La méchanceté de l’écrivain n’était pas étrangère à sa grandiosité. Le plus souvent, on privilégie le grandiose ; l’impossiblement élevé ou inaccessible. Pas plus tard que la semaine dernière, j’ai reçu un e-mail me demandant « le fardeau d’affronter Joyce pour le romancier irlandais contemporain ». J’ai répondu que je n’avais aucun intérêt à affronter qui que ce soit (Quel?!) et que Joyce n’était pas un fardeau mais une grande aubaine. On me demande aussi parfois comment je peux écrire « dans l’ombre » de Joyce, comme si son œuvre était pour moi une sorte de ténèbres, et non une grande lumière.

Ces questions portent sur Joyce en tant que génie et monument, et non sur Joyce en tant que transgresseur et perturbateur – en tant que telles, elles rendent un mauvais service à son travail. Joyce était très préoccupée par le problème des pères, surtout les mauvais. Aussi masculin soit-il, Ulysse est un livre sérieusement anti-patriarcal.

Le soliloque de Molly a été un grand moment historique pour les femmes, mais il ne semble pas particulièrement libérateur, ces jours-ci, d’annoncer la grande nouvelle que les femmes pensent au sexe (Ah bon? Je ne savais pas qu’on pouvait). Cependant, les femmes écrivains sont toujours tenues d’être des femmes à tout moment – nous sommes incarnées sans relâche – donc le fait que Leopold Bloom vive si pleinement dans son corps me semble égalitaire. Ce que je trouve libérateur à propos d’Ulysse, ce n’est pas seulement la façon dont le langage pénètre sous la peau, mais c’est la façon dont le langage se déplace.

Joyce a refusé de fixer le sens des mots sur la page et a laissé le lecteur se débrouiller seul. Ainsi, le contenu n’est peut-être pas vraiment choquant, mais le livre semble passionnant – comme s’il pouvait devenir choquant à tout moment. Tout peut remuer dans le corps ou la conscience d’un personnage, dans le corps ou la conscience du lecteur. Ma mère avait raison de le considérer comme un texte dangereux. Ce qui inquiète les censeurs, c’est le fonctionnement non censuré de leur propre esprit.
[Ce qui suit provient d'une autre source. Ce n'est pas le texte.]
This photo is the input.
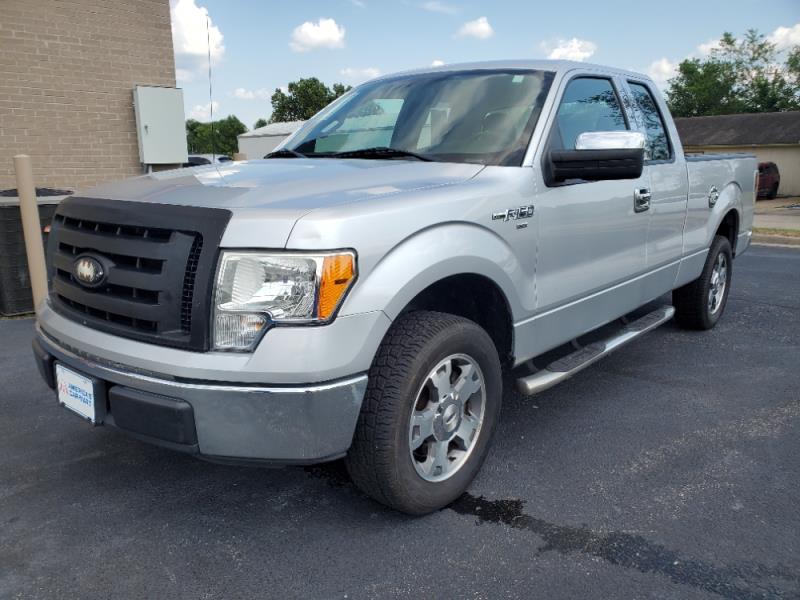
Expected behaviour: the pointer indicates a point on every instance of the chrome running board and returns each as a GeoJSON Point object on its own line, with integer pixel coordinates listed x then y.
{"type": "Point", "coordinates": [566, 367]}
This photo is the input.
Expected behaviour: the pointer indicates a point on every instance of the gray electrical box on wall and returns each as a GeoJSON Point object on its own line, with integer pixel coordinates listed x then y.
{"type": "Point", "coordinates": [160, 125]}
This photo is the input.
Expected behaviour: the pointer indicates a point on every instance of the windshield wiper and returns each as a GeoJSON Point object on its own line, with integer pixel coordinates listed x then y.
{"type": "Point", "coordinates": [379, 152]}
{"type": "Point", "coordinates": [285, 153]}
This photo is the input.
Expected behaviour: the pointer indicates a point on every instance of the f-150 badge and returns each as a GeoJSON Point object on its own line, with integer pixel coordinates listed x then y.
{"type": "Point", "coordinates": [513, 214]}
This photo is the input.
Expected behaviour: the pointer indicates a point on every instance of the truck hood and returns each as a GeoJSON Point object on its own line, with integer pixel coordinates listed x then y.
{"type": "Point", "coordinates": [267, 197]}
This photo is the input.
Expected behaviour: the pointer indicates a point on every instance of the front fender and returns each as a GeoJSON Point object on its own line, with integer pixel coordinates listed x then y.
{"type": "Point", "coordinates": [435, 253]}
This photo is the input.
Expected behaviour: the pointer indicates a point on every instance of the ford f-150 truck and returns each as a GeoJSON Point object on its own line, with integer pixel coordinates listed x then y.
{"type": "Point", "coordinates": [359, 292]}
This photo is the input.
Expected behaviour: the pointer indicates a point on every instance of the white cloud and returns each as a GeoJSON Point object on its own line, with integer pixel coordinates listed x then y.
{"type": "Point", "coordinates": [479, 28]}
{"type": "Point", "coordinates": [785, 38]}
{"type": "Point", "coordinates": [245, 94]}
{"type": "Point", "coordinates": [191, 41]}
{"type": "Point", "coordinates": [325, 33]}
{"type": "Point", "coordinates": [661, 71]}
{"type": "Point", "coordinates": [202, 112]}
{"type": "Point", "coordinates": [440, 7]}
{"type": "Point", "coordinates": [571, 49]}
{"type": "Point", "coordinates": [360, 75]}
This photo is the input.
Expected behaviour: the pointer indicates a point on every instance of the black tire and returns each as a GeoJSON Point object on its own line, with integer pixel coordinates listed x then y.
{"type": "Point", "coordinates": [773, 192]}
{"type": "Point", "coordinates": [692, 305]}
{"type": "Point", "coordinates": [380, 460]}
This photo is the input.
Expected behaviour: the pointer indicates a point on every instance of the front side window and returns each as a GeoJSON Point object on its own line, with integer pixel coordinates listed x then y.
{"type": "Point", "coordinates": [657, 146]}
{"type": "Point", "coordinates": [588, 104]}
{"type": "Point", "coordinates": [484, 117]}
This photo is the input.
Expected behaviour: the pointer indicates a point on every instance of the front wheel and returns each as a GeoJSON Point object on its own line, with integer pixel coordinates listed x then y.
{"type": "Point", "coordinates": [700, 304]}
{"type": "Point", "coordinates": [431, 405]}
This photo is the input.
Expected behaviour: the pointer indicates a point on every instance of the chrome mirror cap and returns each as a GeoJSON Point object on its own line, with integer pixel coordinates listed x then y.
{"type": "Point", "coordinates": [610, 140]}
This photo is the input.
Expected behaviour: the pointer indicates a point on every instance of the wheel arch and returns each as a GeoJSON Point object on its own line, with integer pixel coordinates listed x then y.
{"type": "Point", "coordinates": [459, 268]}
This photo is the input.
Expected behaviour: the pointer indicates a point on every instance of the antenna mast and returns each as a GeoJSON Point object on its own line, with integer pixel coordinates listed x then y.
{"type": "Point", "coordinates": [210, 95]}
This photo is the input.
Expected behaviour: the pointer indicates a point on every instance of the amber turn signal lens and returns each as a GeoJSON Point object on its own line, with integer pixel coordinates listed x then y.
{"type": "Point", "coordinates": [338, 272]}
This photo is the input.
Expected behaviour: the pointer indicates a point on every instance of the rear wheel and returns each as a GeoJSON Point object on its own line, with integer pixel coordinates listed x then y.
{"type": "Point", "coordinates": [431, 405]}
{"type": "Point", "coordinates": [773, 192]}
{"type": "Point", "coordinates": [700, 304]}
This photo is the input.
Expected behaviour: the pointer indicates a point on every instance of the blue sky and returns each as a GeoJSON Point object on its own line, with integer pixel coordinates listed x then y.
{"type": "Point", "coordinates": [258, 46]}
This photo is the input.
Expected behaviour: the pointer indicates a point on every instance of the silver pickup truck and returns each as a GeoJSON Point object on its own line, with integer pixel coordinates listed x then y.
{"type": "Point", "coordinates": [360, 292]}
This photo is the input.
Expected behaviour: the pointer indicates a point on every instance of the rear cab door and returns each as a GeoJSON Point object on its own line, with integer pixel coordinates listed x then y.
{"type": "Point", "coordinates": [665, 170]}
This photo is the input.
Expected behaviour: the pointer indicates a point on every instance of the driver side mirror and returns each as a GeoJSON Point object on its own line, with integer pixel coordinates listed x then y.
{"type": "Point", "coordinates": [598, 155]}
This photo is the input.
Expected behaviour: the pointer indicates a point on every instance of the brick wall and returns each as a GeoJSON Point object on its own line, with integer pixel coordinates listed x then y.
{"type": "Point", "coordinates": [67, 73]}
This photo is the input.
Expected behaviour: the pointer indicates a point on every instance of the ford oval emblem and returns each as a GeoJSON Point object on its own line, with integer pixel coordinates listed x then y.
{"type": "Point", "coordinates": [88, 271]}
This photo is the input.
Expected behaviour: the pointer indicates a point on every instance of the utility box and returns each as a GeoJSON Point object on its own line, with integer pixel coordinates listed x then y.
{"type": "Point", "coordinates": [160, 125]}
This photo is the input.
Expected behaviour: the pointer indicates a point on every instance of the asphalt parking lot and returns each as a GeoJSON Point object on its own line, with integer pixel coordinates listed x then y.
{"type": "Point", "coordinates": [669, 469]}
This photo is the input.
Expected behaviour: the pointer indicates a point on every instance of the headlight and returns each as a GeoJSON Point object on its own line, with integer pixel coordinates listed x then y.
{"type": "Point", "coordinates": [255, 289]}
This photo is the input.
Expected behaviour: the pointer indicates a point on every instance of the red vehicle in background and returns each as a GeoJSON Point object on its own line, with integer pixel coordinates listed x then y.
{"type": "Point", "coordinates": [769, 179]}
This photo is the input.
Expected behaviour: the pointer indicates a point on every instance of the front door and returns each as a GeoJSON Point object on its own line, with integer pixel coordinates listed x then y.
{"type": "Point", "coordinates": [666, 173]}
{"type": "Point", "coordinates": [591, 239]}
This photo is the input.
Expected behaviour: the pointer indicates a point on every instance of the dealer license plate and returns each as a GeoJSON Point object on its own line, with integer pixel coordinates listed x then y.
{"type": "Point", "coordinates": [76, 392]}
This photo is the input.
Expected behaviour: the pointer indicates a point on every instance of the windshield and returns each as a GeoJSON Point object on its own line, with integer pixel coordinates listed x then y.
{"type": "Point", "coordinates": [484, 117]}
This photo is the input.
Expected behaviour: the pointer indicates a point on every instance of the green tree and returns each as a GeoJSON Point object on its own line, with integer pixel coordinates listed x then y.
{"type": "Point", "coordinates": [219, 137]}
{"type": "Point", "coordinates": [303, 99]}
{"type": "Point", "coordinates": [738, 76]}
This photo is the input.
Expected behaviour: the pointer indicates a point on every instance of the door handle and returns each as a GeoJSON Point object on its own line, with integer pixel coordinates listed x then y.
{"type": "Point", "coordinates": [641, 199]}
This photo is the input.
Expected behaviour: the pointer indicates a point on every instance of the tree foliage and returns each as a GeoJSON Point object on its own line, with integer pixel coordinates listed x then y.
{"type": "Point", "coordinates": [201, 140]}
{"type": "Point", "coordinates": [303, 99]}
{"type": "Point", "coordinates": [737, 76]}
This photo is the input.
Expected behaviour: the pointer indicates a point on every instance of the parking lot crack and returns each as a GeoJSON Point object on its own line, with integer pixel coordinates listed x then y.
{"type": "Point", "coordinates": [741, 582]}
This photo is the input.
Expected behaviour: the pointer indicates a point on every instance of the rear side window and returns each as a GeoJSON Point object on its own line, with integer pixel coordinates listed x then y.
{"type": "Point", "coordinates": [588, 104]}
{"type": "Point", "coordinates": [657, 147]}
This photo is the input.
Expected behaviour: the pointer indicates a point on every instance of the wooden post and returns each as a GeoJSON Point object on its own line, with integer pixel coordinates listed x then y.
{"type": "Point", "coordinates": [31, 228]}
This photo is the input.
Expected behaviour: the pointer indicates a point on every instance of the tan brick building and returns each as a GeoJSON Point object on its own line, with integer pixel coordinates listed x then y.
{"type": "Point", "coordinates": [67, 73]}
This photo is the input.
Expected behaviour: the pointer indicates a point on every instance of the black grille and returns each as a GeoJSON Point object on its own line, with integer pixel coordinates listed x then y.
{"type": "Point", "coordinates": [158, 260]}
{"type": "Point", "coordinates": [188, 283]}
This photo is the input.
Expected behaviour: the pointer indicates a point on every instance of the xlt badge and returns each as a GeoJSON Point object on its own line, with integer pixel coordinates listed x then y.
{"type": "Point", "coordinates": [512, 214]}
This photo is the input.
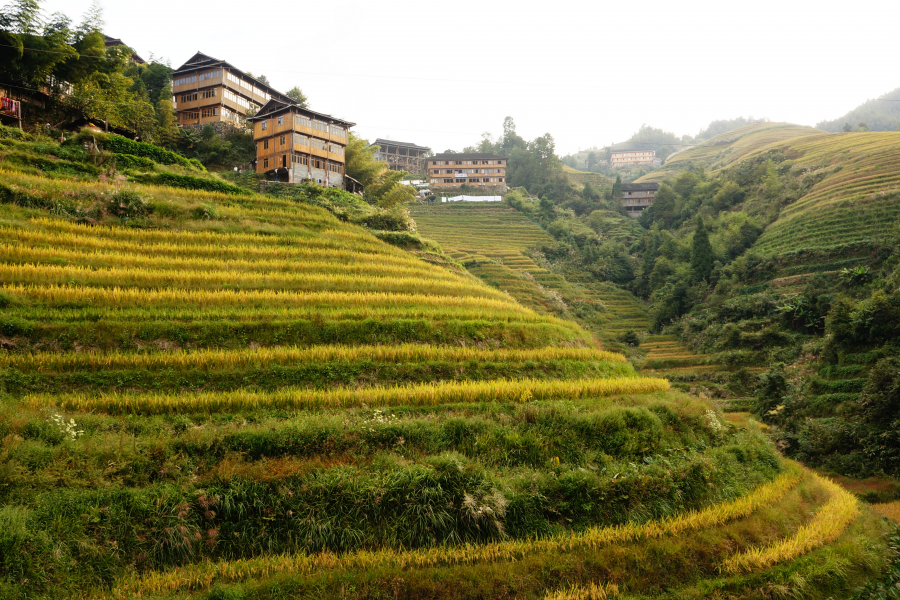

Plus que tout autre livre, Ulysse parle de ce qui se passe dans la tête du lecteur. Le style nous oblige à choisir un sens, il est conçu pour nous faire sentir incertain. Cela en fait une œuvre profondément démocratique. Ulysse est un texte vivant, mouvant, profondément humain, mais aussi très drôle. Cela rend le monde plus grand.

Environ un tiers de ceux qui tentent le livre ne le terminent pas, selon un sondage Bloomsday sur un site d’information irlandais. Je n’ai jamais considéré cela comme un problème. Je ne suis pas sûr que vous puissiez un jour finir Ulysse. Je suis certain qu’il ne pourra jamais être entièrement compris. Je pense que je le savais instinctivement à 14 ans ; une époque où je vivais à l’intérieur et non en dehors des mots sur la page, une époque où de nombreux livres dépassaient ma compréhension, et c’était très bien.

La réédition anniversaire d’Ulysse est éditée par Vintage.